The popularity of Irish pubs in America isn’t just a matter of luck: Between 1820 and 1860, more than a third of all immigrants came from Ireland, and they settled in urban areas, where bars became essential community centers. Today, there are thousands of Irish pubs from coast to coast, beloved for their well-pulled pints of Guinness and friendly craic. For our first-ever Irish Pub Awards, we searched the country for the standouts. Cheers to these winners!
All text by Audrey Morgan for Food Network Magazine.
Oldest Pub: McSorley’s Old Ale House, New York City
NYC has more Irish bars than any other city in America, and McSorley’s was the first: The pub opened in 1854! Original paintings and tchotchkes still hang on the walls, and the drink menu hasn’t changed much either. Options include only light and dark ale, and an order will get you two half-pints.
Most Green Beer Served: Coleman’s Irish Pub, Syracuse, NY
This bar typically throws an annual Green Beer Sunday festival in February, serving 12,000 gallons of green beer to revelers. We’d expect nothing less from a pub in Syracuse’s Tipperary Hill, a neighborhood with so much Irish pride that it has a traffic light where the green light sits above the red!
Most Storied History: The Plough & The Stars, Cambridge, MA
Grab a seat, and maybe bring a book: Authors and poets including Philip Roth and Seamus Heaney once frequented this historic pub and music venue. The founders of the Boston literary journal Ploughshares also used it as a meeting place.
Most Vegan-Friendly: The Old Shillelagh, Detroit
Pubs aren’t typically known for their vegan options, but this bar has a full plant-based menu that includes Reubens and corned beef sandwiches made with jackfruit “meat” and vegan cheese. There’s also a vegan take on shepherd’s pie made with plant-based beef.
Coolest Irish Coffee: Molly’s at the Market, New Orleans
In the ’80s, this pub invented a frozen Irish coffee as an antidote to the Crescent City’s famous heat, and it’s still a favorite today. The recipe is a secret but likely includes cream, coffee liqueur and brandy; it’s topped with coffee grounds.
Most Silver Screen–Worthy: Emmit’s Irish Pub, Chicago
Emmit’s story could easily be the plot of a movie — it was once a bank with mob ties — but the bar has carved out a role for itself as a movie set instead.
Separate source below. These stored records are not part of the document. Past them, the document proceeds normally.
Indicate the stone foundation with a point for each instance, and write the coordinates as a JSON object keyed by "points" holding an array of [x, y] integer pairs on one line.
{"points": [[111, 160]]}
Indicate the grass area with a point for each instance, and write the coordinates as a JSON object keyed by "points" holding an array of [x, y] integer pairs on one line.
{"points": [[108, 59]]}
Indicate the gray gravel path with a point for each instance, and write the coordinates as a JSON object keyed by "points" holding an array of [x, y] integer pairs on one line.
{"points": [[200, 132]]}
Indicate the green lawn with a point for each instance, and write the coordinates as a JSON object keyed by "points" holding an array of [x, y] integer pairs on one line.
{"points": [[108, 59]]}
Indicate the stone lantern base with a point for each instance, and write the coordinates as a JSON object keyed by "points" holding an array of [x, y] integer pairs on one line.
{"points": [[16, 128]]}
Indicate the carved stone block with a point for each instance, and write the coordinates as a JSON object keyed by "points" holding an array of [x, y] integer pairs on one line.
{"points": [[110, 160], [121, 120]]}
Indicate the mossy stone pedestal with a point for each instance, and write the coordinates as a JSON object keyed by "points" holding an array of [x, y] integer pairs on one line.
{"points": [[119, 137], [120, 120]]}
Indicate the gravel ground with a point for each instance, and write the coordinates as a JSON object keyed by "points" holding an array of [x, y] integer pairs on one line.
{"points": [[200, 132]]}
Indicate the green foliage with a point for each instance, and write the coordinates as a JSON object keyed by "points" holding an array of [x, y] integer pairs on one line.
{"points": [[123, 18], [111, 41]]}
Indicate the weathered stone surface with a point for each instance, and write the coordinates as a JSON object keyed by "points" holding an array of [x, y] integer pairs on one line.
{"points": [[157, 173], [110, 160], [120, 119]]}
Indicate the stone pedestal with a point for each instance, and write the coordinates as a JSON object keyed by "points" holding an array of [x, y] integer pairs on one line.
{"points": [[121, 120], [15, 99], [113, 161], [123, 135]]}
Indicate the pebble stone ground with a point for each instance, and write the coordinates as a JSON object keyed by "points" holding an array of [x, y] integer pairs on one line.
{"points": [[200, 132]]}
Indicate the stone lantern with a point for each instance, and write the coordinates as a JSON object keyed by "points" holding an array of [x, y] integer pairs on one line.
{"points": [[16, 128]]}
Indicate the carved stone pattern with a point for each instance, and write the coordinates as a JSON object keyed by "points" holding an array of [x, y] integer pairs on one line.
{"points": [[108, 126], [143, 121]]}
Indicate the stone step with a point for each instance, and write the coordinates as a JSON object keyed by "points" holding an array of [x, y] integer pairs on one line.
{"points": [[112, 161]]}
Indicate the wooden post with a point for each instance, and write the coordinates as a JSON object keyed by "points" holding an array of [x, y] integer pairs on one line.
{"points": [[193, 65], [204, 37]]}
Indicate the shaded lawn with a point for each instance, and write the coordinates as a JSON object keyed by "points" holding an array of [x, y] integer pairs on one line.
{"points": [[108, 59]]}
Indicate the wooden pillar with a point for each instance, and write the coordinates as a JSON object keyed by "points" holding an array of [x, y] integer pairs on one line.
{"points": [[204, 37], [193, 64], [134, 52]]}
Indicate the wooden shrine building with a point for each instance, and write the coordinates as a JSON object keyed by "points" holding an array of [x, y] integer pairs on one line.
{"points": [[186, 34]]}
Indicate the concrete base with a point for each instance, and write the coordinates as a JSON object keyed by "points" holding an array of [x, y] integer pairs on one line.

Location scouts love the mahogany interior and the classic worn look: It has appeared in Only the Lonely, Uncle Buck and Backdraft, but it’s probably best known for hosting George Clooney and Matt Damon in Ocean’s Eleven and Ocean’s Twelve.
Most Spirited: Paddy’s, Portland, OR
Paddy’s might have the most fearless bartenders in the country: A ladder is required to reach most of the bottles on the wall of 600-plus spirits. Most are whiskeys, including rare bottles like a Port Ellen 35-year-old scotch. If you don’t like your whiskey neat, the staff is happy to make you an old- fashioned or Manhattan.
Most Interesting Drinking Buddies: Silky O’Sullivan’s, Memphis
Silky O’Sullivan’s is not a typical pub: It dishes out Memphis-style barbecue and it has a goat pen. Late owner Thomas “Silky” Sullivan bought one of the animals in 1993 after visiting Kerry, Ireland, where residents crown a local goat for the annual Puck Fair. Today, two goats join the guests in the outdoor seating area, and they’ve been known to sneak a pint!
Most Valuable Ceiling: McGuire’s Irish Pub, Pensacola and Destin, FL
When the co-owner of this pub made her first tip in 1977, she tacked the $1 bill behind the bar for good luck. According to McGuire’s, its two locations now have more than $3 million worth of autographed dollar bills stapled to the walls and ceiling. The growing number is counted every year at tax time!
Most Inventive Potato Dish: County Clare Irish Inn & Pub, Milwaukee
This pub turns the simple Irish mashed potato dish colcannon into not-so-humble poppers: The potatoes are whipped with Irish cheddar, cabbage and onions; rolled in panko and deep-fried; then served with gravy.